Cyclical industries are among the best investment vehicles for long-term wealth creation. That’s because the market is dominated by hedge funds, mutual funds, and pension funds that tend to adopt a herd mentality and are short-sighted, creating value opportunities for investors who are willing to hold on.
This in essence creates a type of “time arbitrage” which rewards patient investors. It’s also much easier to buy and hold onto a stock during down cycle when it pays a high dividend yield, as in the case of LyondellBasell Industries (NYSE:LYB). As shown below, LYB’s share price is currently trading at the low end of its range over the past 12 months, and in this article, I highlight why that spells opportunity for value investors.
Why LYB?
LyondellBasell Industries is a global chemical company that operates in the business of olefins and polyolefins, and intermediates and derivatives, and oxyfuels and refining. The company is a leading producer of various chemicals and polymers, including polyethylene, polypropylene, and ethylene, which are used in a wide range of consumer and industrial products that are essential in the modern world. This includes lightweight and flexible packaging, stronger pipes to protect water supplies.

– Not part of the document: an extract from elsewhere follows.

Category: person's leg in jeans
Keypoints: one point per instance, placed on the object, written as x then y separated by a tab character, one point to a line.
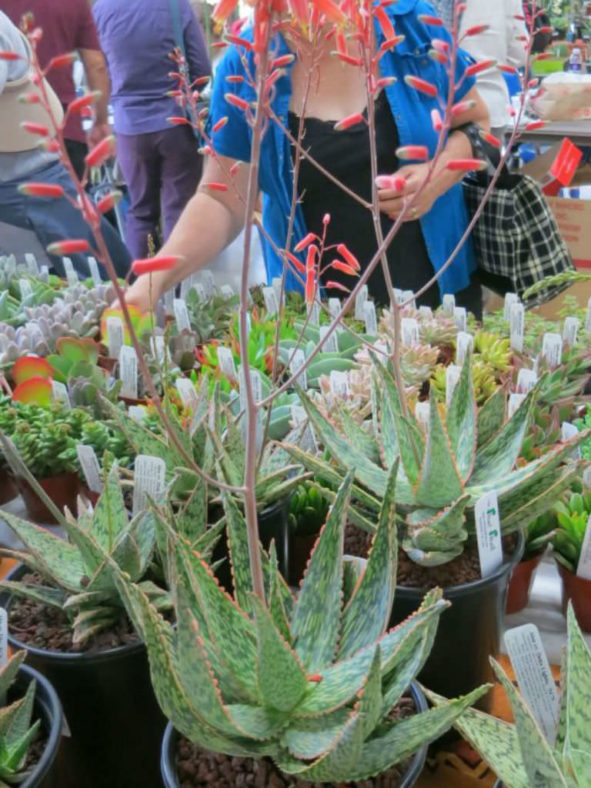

LyondellBasell is a leading player in its market segments, and has a global presence that allows it to take advantage of growth opportunities around the world. The company also has a strong research and development program that helps it bring new, innovative products to market. This includes its Cincinnati Technology Center, a state of the art research facility that focuses on developing the most efficient polymer materials for customers that help to reduce manufacturing costs.
Being a downstream company in the hydrocarbon value chain, LYB is subject to risks from commodity price fluctuations which can pressure margins, as what it saw during the third quarter. Moreover, while global demand for consumer packaging remained stable, demand for durable goods markets softened. This was especially pronounced in Europe, where olefins and polyolefins and intermediate chemicals encountered higher energy costs and therefore weaker demand.
Nonetheless, LYB still delivered $1.4 billion in operating cash flow during the last reported quarter, more than covering its $383 million quarterly dividend commitment. All in all, LYB returned more than $550 million to shareholders in the form of dividends and share repurchases last quarter.
Looking forward, I remain optimistic around LYB’s prospects, considering the downturn in energy prices over the past month, which should benefit LYB’s margins. Moreover, further margin improvements should come from its recently launched value enhancement program, targeting $750 million recurring annual EBITDA improvement.
LYB is also differentiating itself with investments in recycling, which should give it incremental returns. This is reflected by its announcement last month that it’s moving forward with building an advanced recycling plant in Germany, to convert pre-treated plastic waste into feedstock for new plastic production.
The plant is expected to have a capacity of 50K metric tons per year of new plastic production to be used in applications such as food packaging and healthcare products. This is in addition to a previously announced project with oil giant Exxon Mobil (XOM) to build a 150K ton plastic waste sorting facility in Houston, and its evaluation with industry partners to build a low-carbon hydrogen production facility along the U.S. Gulf Coast.
Meanwhile, LYB is well-positioned from a balance sheet perspective, with a BBB credit rating from S&P and carries plenty of liquidity, with $1.5 billion in cash on hand. This, combined with the aforementioned operating cash flow gives LYB ample capacity to reinvest in the business while also paying a dividend.
Speaking of which, LYB currently yields a respectable 5.9%. Management raised the dividend by 5.3% earlier this year, contributing to its 5.8% 5-year dividend CAGR, with 9 years of consecutive growth. As shown below, LYB carries A and B grades for dividend safety, growth, yield, and consistency.
Lastly, I find LYB to be attractively priced at $80.75 with a forward PE of 6.5, sitting well below its normal PE of 9.8. I believe this valuation more than bakes in near term risks to the company, while ignoring the long-term potential and the essential nature of LYB’s products. Analysts have a conservative price target of $89, which still translates to potential a double-digit total return in the mid-teens.
Investor Takeaway
In summary, LYB is a leading chemicals and plastics producer that has seen its share price under pressure due to various macroeconomic headwinds. However, the company remains well-positioned from a balance sheet perspective and continues to reinvest in new businesses to remain competitive.
The stock currently trades at an attractive valuation while paying a well above market dividend that’s well covered by operating cash flows. As such, find LYB to be an attractive high yield option in the current downcycle.